Atiqur_Rahman · January 4, 2023, 11:20am

Ok, I will. Thank you for your information.

ginofft · January 4, 2023, 12:35pm

You training loop is wrong, torch.no_grad() turn of dynamic graph (gradient) so of course no gradient is updated.

You use torch.no_grad() when you want to test (or validate) the model not training it.

Take a look at this tutorial.

ConvolutionalAtom · January 4, 2023, 1:16pm

General practice: use as much as text possible instead of images

It can be copied and pasted more easily
Text is more standard and robust whereas image size, resolution might affect readability

Atiqur_Rahman · January 4, 2023, 1:18pm

Ok, so I have figured out something. After one backward pass, I printed the value using this code

for param in base_model.parameters():
    print((param.grad.data).cpu().sum())

when the model is in the CPU, it prints sum numbers.

But when the model is in the GPU this error happens.

tensor(-4.5475e-13)
tensor(2.2737e-13)
tensor(4.5475e-13)
tensor(-1.3588e-06)
tensor(-1.8833e-06)
---------------------------------------------------------------------------
AttributeError                            Traceback (most recent call last)
Cell In[91], line 2
      1 for param in base_model.parameters():
----> 2     print((param.grad.data).cpu().sum())

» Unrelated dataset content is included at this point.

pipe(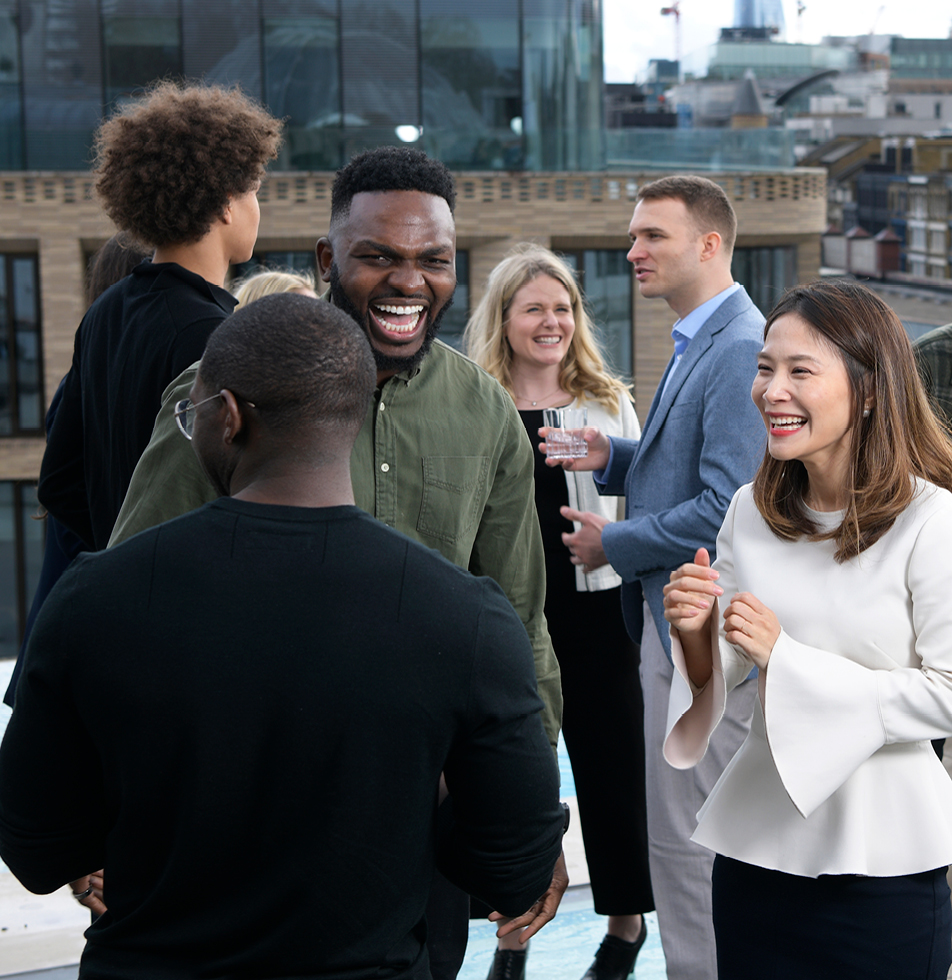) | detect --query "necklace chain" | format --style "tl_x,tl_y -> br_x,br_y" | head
513,385 -> 562,408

AttributeError: 'NoneType' object has no attribute 'data'

Some of the model parameters are none. I think this is the root cause of the issue.

My manual one iteration code is given below

num_classes = 2
num_epochs = 40
learning_rate = 1e-4
criterion = nn.CrossEntropyLoss()
optimizer = torch.optim.AdamW(base_model.parameters(), lr=learning_rate)

#taking only the first batch
for batch in dataloaders['train']:
    batch = {k: v.to(dml) for k, v in batch.items()}
    break

#forward pass
base_model.train()
outputs = base_model(**batch)
labels = batch['Type']

#backward pass
loss = criterion(outputs, labels)
optimizer.zero_grad()
loss.backward()
optimizer.step()

#to see any parameters get updated
for param in base_model.parameters():
    print((param.grad.data).cpu().sum())

Can you please tell me why this happens when I run the model in GPU?

ginofft · January 5, 2023, 1:44am

Is the model on GPU ? If so, whats the point of .cpu() ?

Atiqur_Rahman · January 5, 2023, 4:56am

when the model is on the GPU I cannot print the model param. That’s why I have to use .cpu() to print the value otherwise it throws an error.